Source

stash-log-parser / README.md

Full commit

Atlassian Stash access log parser

The log parser parses and aggregates the access logs of the Atlassian Stash web application.

Installation

Download the pre-built binaries for your platform from:

https://bitbucket.org/ssaasen/stash-log-parser/downloads

The logparser binary supports multiple commands and accepts one or more logfiles as arguments (either in uncompressed or compressed (bzip2) form).

E.g.

$> logparser gitOperations ./path/to/atlassian-stash-access-2012-09-12*.log

Executing logparser will show the help with a list of supported commands.

The logparser will parse, analyze and aggregate the log files and prints the aggregated records to STDOUT.

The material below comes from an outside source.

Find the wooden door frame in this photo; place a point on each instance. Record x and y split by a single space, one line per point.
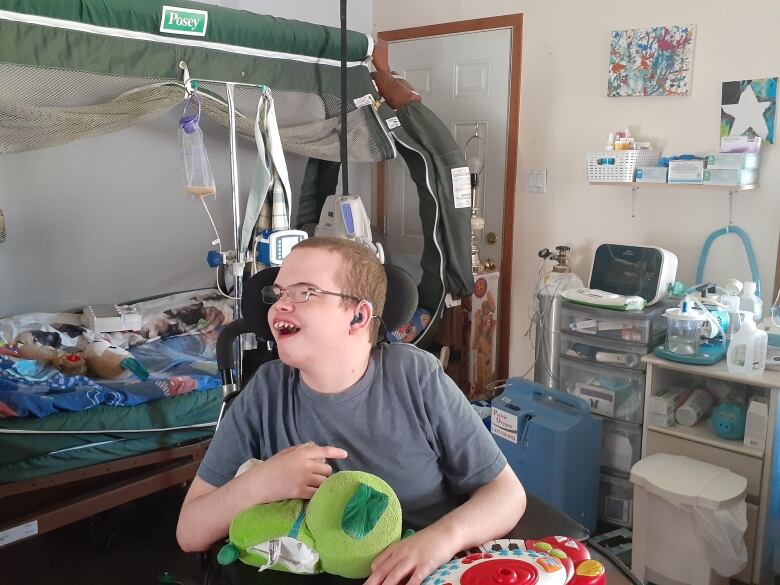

E.g. for the gitOperations command that shows the number of git operations per hour, the output will look like this:

[922] λ > logparser gitOperations atlassian-stash-access-2012-*.log.bz2
2012-08-22 18|2|0|13|0|733|0|0|0|0|0|2|0|13|0|733
2012-08-22 19|3|24|74|0|1660|0|0|0|0|0|3|24|74|0|1660
2012-08-22 20|2|33|119|0|1369|0|0|0|0|0|2|33|119|0|1369
2012-08-22 21|1|12|49|0|1514|0|0|0|0|0|1|12|49|0|1514

The fields are | separated. The first column usually contains a date field (using a 60 minute granularity). The format of the remaining columns depends on the command that is being used.

The first line of the output is a column name header prepended by a '#'.

The output can be used to generate graphs, either using the provided gnuplot scripts or by using the Confluence chart macro.

The regenerate-graphs.sh shows how to run the logparser, pipe the output into data files and generate gnuplot graphics as PNG images.

$> ./regenerate-graphs.sh '/data/stash-access-log/atlassian-stash-access-2012-09*.log*'

Access log format

Fields:

  • Ip address. If there are multiple addresses, the first address is the 'real' ip address and the remainder the IPs of intermediary proxies
  • Protocol: http/https/ssh
  • Request id of the format: i6x3112x1, where:
    • i = start of the request, o = end of the request
    • 6 = minute in day => 0:00:06
    • x = separator
    • 3112 = request number since last restart
    • x = separator
    • 1 = number of requests being serviced concurrently at the start of the request
  • Username: only available on the end of the request
  • Date/Time
  • Action:
    • for HTTP requests: "<http-method> <request-url> <http-version>"
    • for SSH commands: the ssh command-line
  • Request details:
    • for HTTP: "<referrer-url>" "<user-agent>"
    • for SSH: -
  • Labels: used in the application to add 'classifications' to requests. Currently supported:
    • type of hosting request: push | fetch | clone | shallow clone | refs
    • clone cache: cache:hit | cache:miss
  • Response time in millis
  • Session-id